ASSISI – “L’Eucarestia ci fa rinascere, risorgere, perché questo Gesù che si tiene legato al dono di sé, della sua morte, è lo stesso Gesù che è vivente in mezzo a noi. Quanto lo hanno capito i nostri santi. Quanto lo ha capito San Francesco che amava dire ogni giorno: scende umile dal trono regale sui nostri altari. E quanto questo lo sentiva il nostro Carlo Acutis - ormai tra qualche giorno Santo -, al punto tale da essersi fatto un programma di vita: quello di mostrare a tutti attraverso la mostra dei miracoli, ma soprattutto attraverso il suo esempio di vita, che l’Eucaristia è davvero tutto per noi”.
Lo ha detto il vescovo delle diocesi di Assisi – Nocera Umbra – Gualdo Tadino e di Foligno, monsignor Domenico Sorrentino al termine dell’omelia della santa messa nella Cena del Signore celebrata giovedì 17 aprile nella cattedrale di San Rufino.
Il vescovo all’inizio dell’omelia ha incitato a far riconquistare a Dio le nostre case. “Dobbiamo fare in modo – ha detto - che ogni nostra casa diventi davvero il luogo in cui Dio si possa incontrare perché egli ha fatto alleanza con noi. Viene Gesù e l’ultima cena sta dentro questa storia, ma con una novità assoluta che nessuno mai avrebbe potuto immaginare. Ed è quello che fa davvero la differenza della nostra Eucarestia e la rende il cuore battente della chiesa, il suo fondamento il suo vertice. Ogni volta che siamo qui intorno a questo altare per celebrarla noi stiamo in quel cenacolo in cui Gesù parla e istituisce questo mistero”.
Parlando della deposizione delle vesti di Gesù, monsignor Sorrentino ha detto che “Gesù fa una cosa incredibile che risponde al senso della sua presenza in mezzo a noi. Sapendo che il Padre gli aveva dato tutto nelle mani - egli sa bene di essere il Figlio di Dio, ha tutto nelle sue mani: è il Signore, è il Maestro e lo conferma. È colui che sta al di sopra di tutto e di tutti - si è spogliato di sé, ha deposto le sue vesti”. E infine ha ricordato che il Santuario della Spogliazione è “l’unico nel mondo che porta questo nome perché Francesco ha assimilato questo mistero e ha posto questo segno nella nostra terra. Dopo ottocento anni – ha aggiunto il vescovo - questo segno è germogliato e noi abbiamo questo nome di un Santuario che ricorda questo aspetto del mistero cristiano. Il nostro Dio ci ama al punto tale da spogliarsi della sua gloria, della sua potenza, del suo essere Colui che è il Maestro e il Signore: si mette ai nostri piedi. Tra poco rifaremo questo gesto: è un gesto forte che spiega il senso dell’Eucaristia, abbiamo il massimo della spogliazione”.

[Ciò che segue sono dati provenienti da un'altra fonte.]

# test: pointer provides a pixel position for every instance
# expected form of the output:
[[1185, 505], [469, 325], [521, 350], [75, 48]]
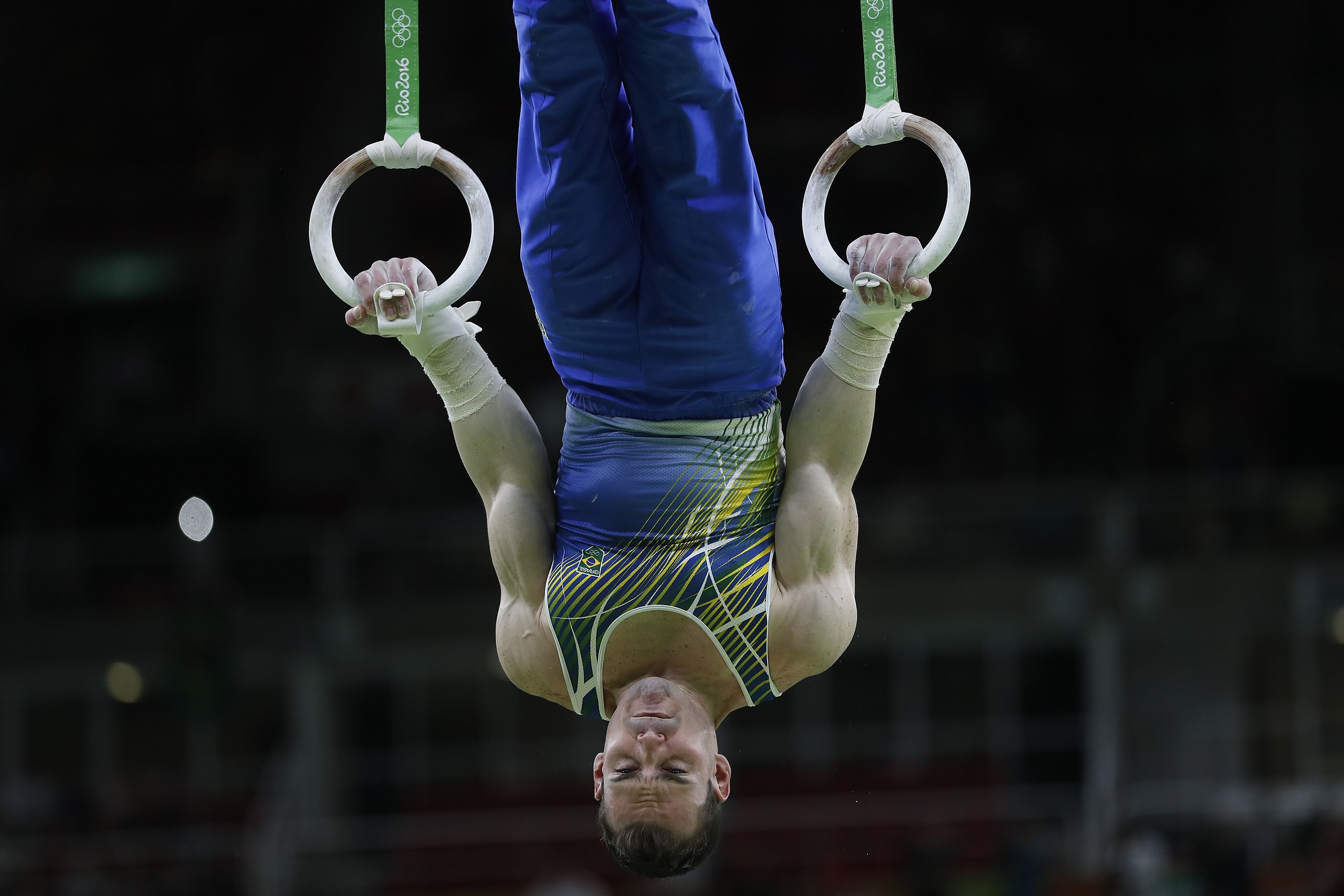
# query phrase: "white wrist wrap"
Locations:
[[860, 339], [463, 375]]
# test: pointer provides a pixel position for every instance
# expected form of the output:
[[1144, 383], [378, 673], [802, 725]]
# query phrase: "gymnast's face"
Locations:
[[660, 760]]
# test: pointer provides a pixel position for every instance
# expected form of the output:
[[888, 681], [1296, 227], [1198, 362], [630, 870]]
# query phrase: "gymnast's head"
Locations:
[[660, 781]]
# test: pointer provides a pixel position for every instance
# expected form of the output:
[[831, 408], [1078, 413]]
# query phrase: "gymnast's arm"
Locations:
[[817, 525], [496, 438]]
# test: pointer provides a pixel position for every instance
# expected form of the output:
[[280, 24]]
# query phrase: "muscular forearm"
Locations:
[[506, 458], [500, 448], [830, 426]]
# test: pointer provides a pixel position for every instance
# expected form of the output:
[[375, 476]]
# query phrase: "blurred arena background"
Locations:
[[1101, 575]]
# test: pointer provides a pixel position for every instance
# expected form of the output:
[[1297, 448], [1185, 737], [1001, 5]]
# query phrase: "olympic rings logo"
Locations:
[[404, 87], [401, 26]]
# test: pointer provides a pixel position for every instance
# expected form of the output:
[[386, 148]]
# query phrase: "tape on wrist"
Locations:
[[857, 350], [463, 375]]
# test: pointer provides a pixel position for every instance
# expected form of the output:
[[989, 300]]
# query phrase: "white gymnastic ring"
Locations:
[[953, 217], [444, 294]]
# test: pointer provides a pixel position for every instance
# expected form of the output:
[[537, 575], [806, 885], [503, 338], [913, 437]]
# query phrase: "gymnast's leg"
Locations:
[[710, 288], [577, 205]]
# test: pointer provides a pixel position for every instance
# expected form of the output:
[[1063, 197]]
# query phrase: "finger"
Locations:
[[904, 253], [857, 253], [389, 294], [424, 279], [918, 288], [381, 276], [411, 273], [368, 288]]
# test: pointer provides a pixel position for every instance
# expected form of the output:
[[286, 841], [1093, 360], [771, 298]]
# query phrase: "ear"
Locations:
[[722, 777]]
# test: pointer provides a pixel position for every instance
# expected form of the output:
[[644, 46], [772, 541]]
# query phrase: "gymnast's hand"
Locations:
[[394, 270], [887, 256]]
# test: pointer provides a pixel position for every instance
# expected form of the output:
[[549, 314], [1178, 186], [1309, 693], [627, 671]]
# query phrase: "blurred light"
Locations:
[[123, 277], [1338, 625], [197, 519], [124, 681]]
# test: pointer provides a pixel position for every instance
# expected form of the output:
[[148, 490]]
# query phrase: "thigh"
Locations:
[[577, 201], [710, 284]]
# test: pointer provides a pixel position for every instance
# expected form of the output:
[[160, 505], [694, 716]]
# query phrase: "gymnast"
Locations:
[[676, 568]]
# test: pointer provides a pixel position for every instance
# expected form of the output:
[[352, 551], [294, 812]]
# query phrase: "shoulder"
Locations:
[[811, 625], [527, 650]]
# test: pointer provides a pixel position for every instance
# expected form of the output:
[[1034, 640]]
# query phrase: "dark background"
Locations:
[[1146, 303]]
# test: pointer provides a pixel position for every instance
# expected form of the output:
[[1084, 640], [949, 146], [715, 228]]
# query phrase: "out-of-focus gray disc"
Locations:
[[197, 519]]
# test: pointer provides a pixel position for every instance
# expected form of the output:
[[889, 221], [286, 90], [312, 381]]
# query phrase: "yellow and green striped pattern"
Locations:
[[705, 549]]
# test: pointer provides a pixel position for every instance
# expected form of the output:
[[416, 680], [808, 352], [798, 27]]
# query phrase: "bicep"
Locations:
[[522, 531]]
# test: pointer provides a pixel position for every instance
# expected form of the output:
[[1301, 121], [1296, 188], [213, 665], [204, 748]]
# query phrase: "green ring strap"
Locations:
[[401, 37], [879, 59]]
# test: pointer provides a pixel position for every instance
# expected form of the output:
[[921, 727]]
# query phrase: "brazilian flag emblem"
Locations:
[[591, 562]]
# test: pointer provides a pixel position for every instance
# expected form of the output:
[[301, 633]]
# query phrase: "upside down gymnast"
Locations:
[[674, 573]]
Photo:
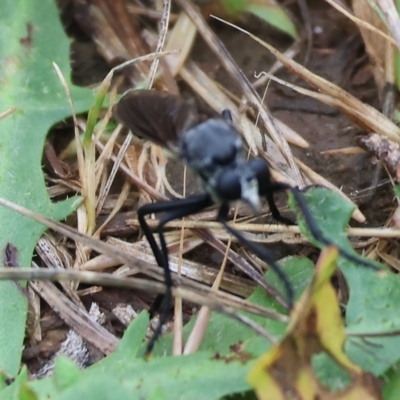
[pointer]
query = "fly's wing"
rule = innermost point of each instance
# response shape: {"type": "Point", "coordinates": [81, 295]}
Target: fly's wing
{"type": "Point", "coordinates": [156, 116]}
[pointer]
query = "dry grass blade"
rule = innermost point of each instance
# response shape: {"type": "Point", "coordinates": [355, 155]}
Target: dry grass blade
{"type": "Point", "coordinates": [76, 317]}
{"type": "Point", "coordinates": [218, 301]}
{"type": "Point", "coordinates": [192, 291]}
{"type": "Point", "coordinates": [238, 75]}
{"type": "Point", "coordinates": [364, 115]}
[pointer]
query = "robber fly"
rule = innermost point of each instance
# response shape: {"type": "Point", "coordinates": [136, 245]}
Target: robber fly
{"type": "Point", "coordinates": [209, 145]}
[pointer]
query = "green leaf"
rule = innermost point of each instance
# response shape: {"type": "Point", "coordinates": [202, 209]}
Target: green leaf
{"type": "Point", "coordinates": [392, 388]}
{"type": "Point", "coordinates": [223, 332]}
{"type": "Point", "coordinates": [267, 10]}
{"type": "Point", "coordinates": [32, 38]}
{"type": "Point", "coordinates": [123, 376]}
{"type": "Point", "coordinates": [374, 296]}
{"type": "Point", "coordinates": [274, 15]}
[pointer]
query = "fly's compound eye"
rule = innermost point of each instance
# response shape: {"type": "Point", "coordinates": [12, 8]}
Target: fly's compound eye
{"type": "Point", "coordinates": [261, 172]}
{"type": "Point", "coordinates": [228, 185]}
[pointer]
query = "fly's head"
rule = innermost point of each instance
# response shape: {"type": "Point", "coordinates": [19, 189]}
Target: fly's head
{"type": "Point", "coordinates": [244, 181]}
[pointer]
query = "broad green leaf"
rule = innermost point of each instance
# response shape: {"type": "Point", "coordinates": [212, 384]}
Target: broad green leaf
{"type": "Point", "coordinates": [267, 10]}
{"type": "Point", "coordinates": [31, 39]}
{"type": "Point", "coordinates": [223, 332]}
{"type": "Point", "coordinates": [123, 376]}
{"type": "Point", "coordinates": [374, 296]}
{"type": "Point", "coordinates": [316, 325]}
{"type": "Point", "coordinates": [274, 15]}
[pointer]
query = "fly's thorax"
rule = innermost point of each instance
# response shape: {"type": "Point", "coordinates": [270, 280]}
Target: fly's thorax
{"type": "Point", "coordinates": [211, 147]}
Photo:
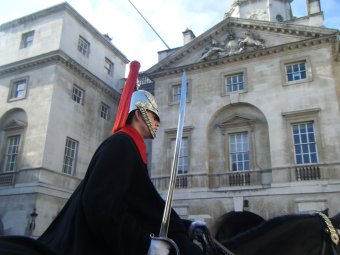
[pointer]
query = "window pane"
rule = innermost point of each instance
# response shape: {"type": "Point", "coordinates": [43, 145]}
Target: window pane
{"type": "Point", "coordinates": [12, 153]}
{"type": "Point", "coordinates": [239, 151]}
{"type": "Point", "coordinates": [70, 154]}
{"type": "Point", "coordinates": [304, 143]}
{"type": "Point", "coordinates": [234, 82]}
{"type": "Point", "coordinates": [296, 71]}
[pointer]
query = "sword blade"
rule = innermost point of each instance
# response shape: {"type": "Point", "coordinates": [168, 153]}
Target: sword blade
{"type": "Point", "coordinates": [167, 210]}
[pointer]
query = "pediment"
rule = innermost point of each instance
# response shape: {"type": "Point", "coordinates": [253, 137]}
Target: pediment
{"type": "Point", "coordinates": [236, 121]}
{"type": "Point", "coordinates": [236, 39]}
{"type": "Point", "coordinates": [14, 124]}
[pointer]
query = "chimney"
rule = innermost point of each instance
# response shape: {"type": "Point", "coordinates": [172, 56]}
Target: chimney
{"type": "Point", "coordinates": [188, 35]}
{"type": "Point", "coordinates": [313, 6]}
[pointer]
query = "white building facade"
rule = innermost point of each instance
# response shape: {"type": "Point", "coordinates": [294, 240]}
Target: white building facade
{"type": "Point", "coordinates": [59, 91]}
{"type": "Point", "coordinates": [262, 115]}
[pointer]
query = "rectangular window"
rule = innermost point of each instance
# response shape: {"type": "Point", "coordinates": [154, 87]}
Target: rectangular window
{"type": "Point", "coordinates": [296, 71]}
{"type": "Point", "coordinates": [12, 150]}
{"type": "Point", "coordinates": [27, 39]}
{"type": "Point", "coordinates": [108, 67]}
{"type": "Point", "coordinates": [234, 82]}
{"type": "Point", "coordinates": [104, 111]}
{"type": "Point", "coordinates": [176, 93]}
{"type": "Point", "coordinates": [83, 46]}
{"type": "Point", "coordinates": [78, 95]}
{"type": "Point", "coordinates": [18, 89]}
{"type": "Point", "coordinates": [305, 143]}
{"type": "Point", "coordinates": [239, 151]}
{"type": "Point", "coordinates": [70, 156]}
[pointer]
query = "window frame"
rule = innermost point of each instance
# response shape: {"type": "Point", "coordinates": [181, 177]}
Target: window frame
{"type": "Point", "coordinates": [67, 167]}
{"type": "Point", "coordinates": [238, 152]}
{"type": "Point", "coordinates": [13, 90]}
{"type": "Point", "coordinates": [308, 143]}
{"type": "Point", "coordinates": [75, 97]}
{"type": "Point", "coordinates": [230, 73]}
{"type": "Point", "coordinates": [171, 94]}
{"type": "Point", "coordinates": [85, 51]}
{"type": "Point", "coordinates": [302, 116]}
{"type": "Point", "coordinates": [289, 62]}
{"type": "Point", "coordinates": [109, 70]}
{"type": "Point", "coordinates": [27, 43]}
{"type": "Point", "coordinates": [238, 124]}
{"type": "Point", "coordinates": [18, 151]}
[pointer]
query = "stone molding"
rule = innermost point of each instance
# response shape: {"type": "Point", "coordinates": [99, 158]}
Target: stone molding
{"type": "Point", "coordinates": [310, 36]}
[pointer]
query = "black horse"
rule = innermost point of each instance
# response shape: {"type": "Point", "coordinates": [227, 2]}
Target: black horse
{"type": "Point", "coordinates": [236, 222]}
{"type": "Point", "coordinates": [301, 234]}
{"type": "Point", "coordinates": [309, 234]}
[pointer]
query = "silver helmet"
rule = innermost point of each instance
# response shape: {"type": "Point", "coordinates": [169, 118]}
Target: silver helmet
{"type": "Point", "coordinates": [144, 101]}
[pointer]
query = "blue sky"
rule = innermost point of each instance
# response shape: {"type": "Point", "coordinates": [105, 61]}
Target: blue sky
{"type": "Point", "coordinates": [170, 18]}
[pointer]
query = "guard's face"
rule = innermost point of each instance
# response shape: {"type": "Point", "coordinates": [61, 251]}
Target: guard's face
{"type": "Point", "coordinates": [155, 122]}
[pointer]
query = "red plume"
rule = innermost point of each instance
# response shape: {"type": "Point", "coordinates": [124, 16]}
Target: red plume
{"type": "Point", "coordinates": [125, 99]}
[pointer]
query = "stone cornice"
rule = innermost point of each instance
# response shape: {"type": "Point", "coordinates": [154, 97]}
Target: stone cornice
{"type": "Point", "coordinates": [164, 71]}
{"type": "Point", "coordinates": [306, 32]}
{"type": "Point", "coordinates": [59, 8]}
{"type": "Point", "coordinates": [59, 57]}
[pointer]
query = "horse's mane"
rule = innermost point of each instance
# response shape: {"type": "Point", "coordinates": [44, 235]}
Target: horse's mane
{"type": "Point", "coordinates": [264, 227]}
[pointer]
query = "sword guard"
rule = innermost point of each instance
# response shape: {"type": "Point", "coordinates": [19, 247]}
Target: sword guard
{"type": "Point", "coordinates": [167, 240]}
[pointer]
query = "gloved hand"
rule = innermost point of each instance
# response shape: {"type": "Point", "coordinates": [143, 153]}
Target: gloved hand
{"type": "Point", "coordinates": [158, 247]}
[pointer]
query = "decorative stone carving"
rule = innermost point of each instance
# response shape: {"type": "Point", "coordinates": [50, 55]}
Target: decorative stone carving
{"type": "Point", "coordinates": [231, 46]}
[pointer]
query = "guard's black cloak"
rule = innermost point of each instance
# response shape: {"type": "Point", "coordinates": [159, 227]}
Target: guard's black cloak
{"type": "Point", "coordinates": [115, 208]}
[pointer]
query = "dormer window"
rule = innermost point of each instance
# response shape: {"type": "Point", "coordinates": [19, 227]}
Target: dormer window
{"type": "Point", "coordinates": [27, 39]}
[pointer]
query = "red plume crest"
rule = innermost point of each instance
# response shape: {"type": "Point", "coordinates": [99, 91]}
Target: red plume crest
{"type": "Point", "coordinates": [125, 99]}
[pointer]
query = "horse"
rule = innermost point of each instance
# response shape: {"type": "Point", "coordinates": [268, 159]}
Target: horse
{"type": "Point", "coordinates": [236, 222]}
{"type": "Point", "coordinates": [302, 234]}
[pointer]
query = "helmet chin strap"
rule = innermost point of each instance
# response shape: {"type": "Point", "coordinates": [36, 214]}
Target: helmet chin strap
{"type": "Point", "coordinates": [148, 122]}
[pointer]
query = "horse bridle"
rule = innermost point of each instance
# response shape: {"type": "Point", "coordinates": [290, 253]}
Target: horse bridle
{"type": "Point", "coordinates": [332, 234]}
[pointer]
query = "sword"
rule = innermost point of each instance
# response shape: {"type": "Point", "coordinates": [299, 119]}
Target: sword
{"type": "Point", "coordinates": [167, 209]}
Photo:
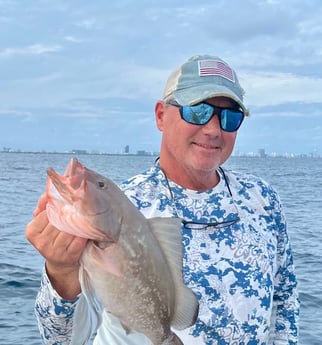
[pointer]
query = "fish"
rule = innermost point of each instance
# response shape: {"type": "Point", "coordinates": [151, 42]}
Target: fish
{"type": "Point", "coordinates": [131, 264]}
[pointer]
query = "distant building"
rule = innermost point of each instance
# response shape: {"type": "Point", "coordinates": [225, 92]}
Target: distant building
{"type": "Point", "coordinates": [79, 152]}
{"type": "Point", "coordinates": [262, 153]}
{"type": "Point", "coordinates": [127, 149]}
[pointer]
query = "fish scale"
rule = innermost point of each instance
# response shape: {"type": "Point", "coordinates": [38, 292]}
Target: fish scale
{"type": "Point", "coordinates": [131, 265]}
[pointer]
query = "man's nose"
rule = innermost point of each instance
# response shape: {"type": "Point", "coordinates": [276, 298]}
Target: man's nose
{"type": "Point", "coordinates": [213, 126]}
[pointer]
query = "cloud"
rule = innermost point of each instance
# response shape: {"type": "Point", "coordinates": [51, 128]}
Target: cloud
{"type": "Point", "coordinates": [269, 88]}
{"type": "Point", "coordinates": [35, 49]}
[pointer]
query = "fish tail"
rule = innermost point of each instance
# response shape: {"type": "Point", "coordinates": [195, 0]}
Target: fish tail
{"type": "Point", "coordinates": [173, 339]}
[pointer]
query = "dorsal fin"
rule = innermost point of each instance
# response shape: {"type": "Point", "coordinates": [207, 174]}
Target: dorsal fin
{"type": "Point", "coordinates": [168, 233]}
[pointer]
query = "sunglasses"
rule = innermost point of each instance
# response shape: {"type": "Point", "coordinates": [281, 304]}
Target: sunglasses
{"type": "Point", "coordinates": [201, 113]}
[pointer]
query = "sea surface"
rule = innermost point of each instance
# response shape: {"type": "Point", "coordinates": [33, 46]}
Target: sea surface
{"type": "Point", "coordinates": [23, 179]}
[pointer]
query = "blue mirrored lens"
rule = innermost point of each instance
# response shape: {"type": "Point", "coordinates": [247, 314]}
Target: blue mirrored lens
{"type": "Point", "coordinates": [200, 114]}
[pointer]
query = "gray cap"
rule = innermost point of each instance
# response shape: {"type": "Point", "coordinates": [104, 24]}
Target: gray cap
{"type": "Point", "coordinates": [202, 77]}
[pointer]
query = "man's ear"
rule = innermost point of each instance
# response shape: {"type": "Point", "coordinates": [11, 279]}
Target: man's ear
{"type": "Point", "coordinates": [159, 114]}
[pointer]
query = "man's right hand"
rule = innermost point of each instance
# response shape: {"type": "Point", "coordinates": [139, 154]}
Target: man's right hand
{"type": "Point", "coordinates": [62, 252]}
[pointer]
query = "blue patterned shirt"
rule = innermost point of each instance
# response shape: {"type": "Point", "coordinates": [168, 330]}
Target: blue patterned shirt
{"type": "Point", "coordinates": [242, 274]}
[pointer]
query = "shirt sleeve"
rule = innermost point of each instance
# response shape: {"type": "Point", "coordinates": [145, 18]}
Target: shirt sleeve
{"type": "Point", "coordinates": [285, 318]}
{"type": "Point", "coordinates": [62, 321]}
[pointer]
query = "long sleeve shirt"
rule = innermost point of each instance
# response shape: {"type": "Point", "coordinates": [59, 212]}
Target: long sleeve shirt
{"type": "Point", "coordinates": [242, 274]}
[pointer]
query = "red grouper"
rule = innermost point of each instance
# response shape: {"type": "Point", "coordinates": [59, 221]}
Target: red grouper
{"type": "Point", "coordinates": [131, 264]}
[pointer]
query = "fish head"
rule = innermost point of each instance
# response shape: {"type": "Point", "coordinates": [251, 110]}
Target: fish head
{"type": "Point", "coordinates": [83, 203]}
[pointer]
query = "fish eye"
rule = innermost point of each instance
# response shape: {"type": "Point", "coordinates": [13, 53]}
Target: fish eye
{"type": "Point", "coordinates": [101, 184]}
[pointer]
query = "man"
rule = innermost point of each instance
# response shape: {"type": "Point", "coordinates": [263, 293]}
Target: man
{"type": "Point", "coordinates": [237, 255]}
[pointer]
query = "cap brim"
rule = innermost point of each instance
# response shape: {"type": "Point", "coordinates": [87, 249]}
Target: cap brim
{"type": "Point", "coordinates": [197, 94]}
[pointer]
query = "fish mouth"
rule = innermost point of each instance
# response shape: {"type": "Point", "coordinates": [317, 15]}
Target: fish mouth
{"type": "Point", "coordinates": [68, 184]}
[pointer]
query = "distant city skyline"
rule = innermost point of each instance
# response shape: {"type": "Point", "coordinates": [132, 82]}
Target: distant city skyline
{"type": "Point", "coordinates": [87, 75]}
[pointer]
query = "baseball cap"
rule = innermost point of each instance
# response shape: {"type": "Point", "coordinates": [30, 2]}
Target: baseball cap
{"type": "Point", "coordinates": [202, 77]}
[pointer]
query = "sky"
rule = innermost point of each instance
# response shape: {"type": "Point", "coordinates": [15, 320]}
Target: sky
{"type": "Point", "coordinates": [86, 74]}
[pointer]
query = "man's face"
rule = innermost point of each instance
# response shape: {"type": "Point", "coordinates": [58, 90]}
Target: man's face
{"type": "Point", "coordinates": [184, 145]}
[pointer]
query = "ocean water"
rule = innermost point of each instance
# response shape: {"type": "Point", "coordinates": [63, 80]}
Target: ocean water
{"type": "Point", "coordinates": [23, 178]}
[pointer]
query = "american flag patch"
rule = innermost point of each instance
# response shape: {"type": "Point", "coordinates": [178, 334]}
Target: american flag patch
{"type": "Point", "coordinates": [217, 68]}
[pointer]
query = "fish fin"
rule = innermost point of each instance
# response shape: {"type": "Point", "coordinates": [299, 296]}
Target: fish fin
{"type": "Point", "coordinates": [170, 239]}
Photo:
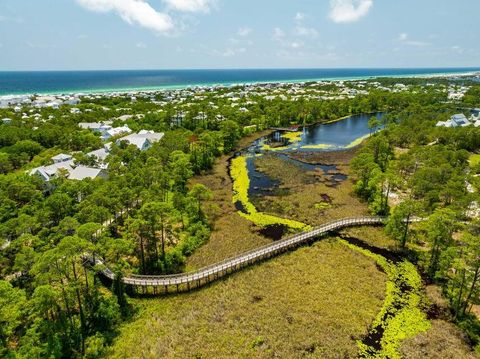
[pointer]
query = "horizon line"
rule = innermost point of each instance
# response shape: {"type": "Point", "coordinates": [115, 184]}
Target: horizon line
{"type": "Point", "coordinates": [253, 69]}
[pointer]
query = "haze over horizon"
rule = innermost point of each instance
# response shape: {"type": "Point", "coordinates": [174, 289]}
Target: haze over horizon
{"type": "Point", "coordinates": [216, 34]}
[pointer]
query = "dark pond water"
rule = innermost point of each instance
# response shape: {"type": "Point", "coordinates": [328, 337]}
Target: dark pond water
{"type": "Point", "coordinates": [336, 136]}
{"type": "Point", "coordinates": [340, 133]}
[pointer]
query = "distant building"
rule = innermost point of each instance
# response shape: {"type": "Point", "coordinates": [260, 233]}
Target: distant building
{"type": "Point", "coordinates": [458, 120]}
{"type": "Point", "coordinates": [64, 164]}
{"type": "Point", "coordinates": [47, 173]}
{"type": "Point", "coordinates": [142, 140]}
{"type": "Point", "coordinates": [83, 172]}
{"type": "Point", "coordinates": [115, 131]}
{"type": "Point", "coordinates": [62, 157]}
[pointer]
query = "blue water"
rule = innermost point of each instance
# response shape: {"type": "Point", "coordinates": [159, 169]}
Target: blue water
{"type": "Point", "coordinates": [340, 133]}
{"type": "Point", "coordinates": [102, 81]}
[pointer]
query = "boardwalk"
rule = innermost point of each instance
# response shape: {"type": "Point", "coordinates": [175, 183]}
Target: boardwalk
{"type": "Point", "coordinates": [162, 284]}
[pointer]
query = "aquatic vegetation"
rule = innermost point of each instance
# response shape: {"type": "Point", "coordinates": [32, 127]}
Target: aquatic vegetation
{"type": "Point", "coordinates": [320, 146]}
{"type": "Point", "coordinates": [293, 136]}
{"type": "Point", "coordinates": [357, 142]}
{"type": "Point", "coordinates": [241, 183]}
{"type": "Point", "coordinates": [267, 147]}
{"type": "Point", "coordinates": [322, 205]}
{"type": "Point", "coordinates": [401, 316]}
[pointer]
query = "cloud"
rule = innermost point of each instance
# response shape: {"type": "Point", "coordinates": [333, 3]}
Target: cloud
{"type": "Point", "coordinates": [306, 31]}
{"type": "Point", "coordinates": [405, 40]}
{"type": "Point", "coordinates": [344, 11]}
{"type": "Point", "coordinates": [190, 5]}
{"type": "Point", "coordinates": [133, 12]}
{"type": "Point", "coordinates": [278, 34]}
{"type": "Point", "coordinates": [299, 16]}
{"type": "Point", "coordinates": [244, 31]}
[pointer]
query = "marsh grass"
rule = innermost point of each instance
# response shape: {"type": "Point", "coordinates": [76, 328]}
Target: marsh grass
{"type": "Point", "coordinates": [304, 190]}
{"type": "Point", "coordinates": [231, 234]}
{"type": "Point", "coordinates": [301, 304]}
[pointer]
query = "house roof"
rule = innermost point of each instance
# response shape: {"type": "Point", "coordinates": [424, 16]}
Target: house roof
{"type": "Point", "coordinates": [139, 139]}
{"type": "Point", "coordinates": [61, 157]}
{"type": "Point", "coordinates": [90, 125]}
{"type": "Point", "coordinates": [47, 172]}
{"type": "Point", "coordinates": [82, 172]}
{"type": "Point", "coordinates": [100, 154]}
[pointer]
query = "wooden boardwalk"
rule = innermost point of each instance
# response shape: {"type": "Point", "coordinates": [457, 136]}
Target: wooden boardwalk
{"type": "Point", "coordinates": [163, 284]}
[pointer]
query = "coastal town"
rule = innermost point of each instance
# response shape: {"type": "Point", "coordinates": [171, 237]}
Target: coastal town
{"type": "Point", "coordinates": [217, 179]}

L’Eucaristia è il segno di una vita grande che si esprime attraverso una morte d’amore. “La morte – ha aggiunto il vescovo - in sé è morte, ma la morte d’amore è vita. Anzi solo la morte d’amore è vita”.
Durante la santa messa si è tenuto il suggestivo rito della lavanda dei piedi. Infine è seguito il rito della reposizione del Santissimo Sacramento e la deposizione del Cristo morto, ricordo della passione del Signore e della lauda trecentesca della “Scavigliazione”.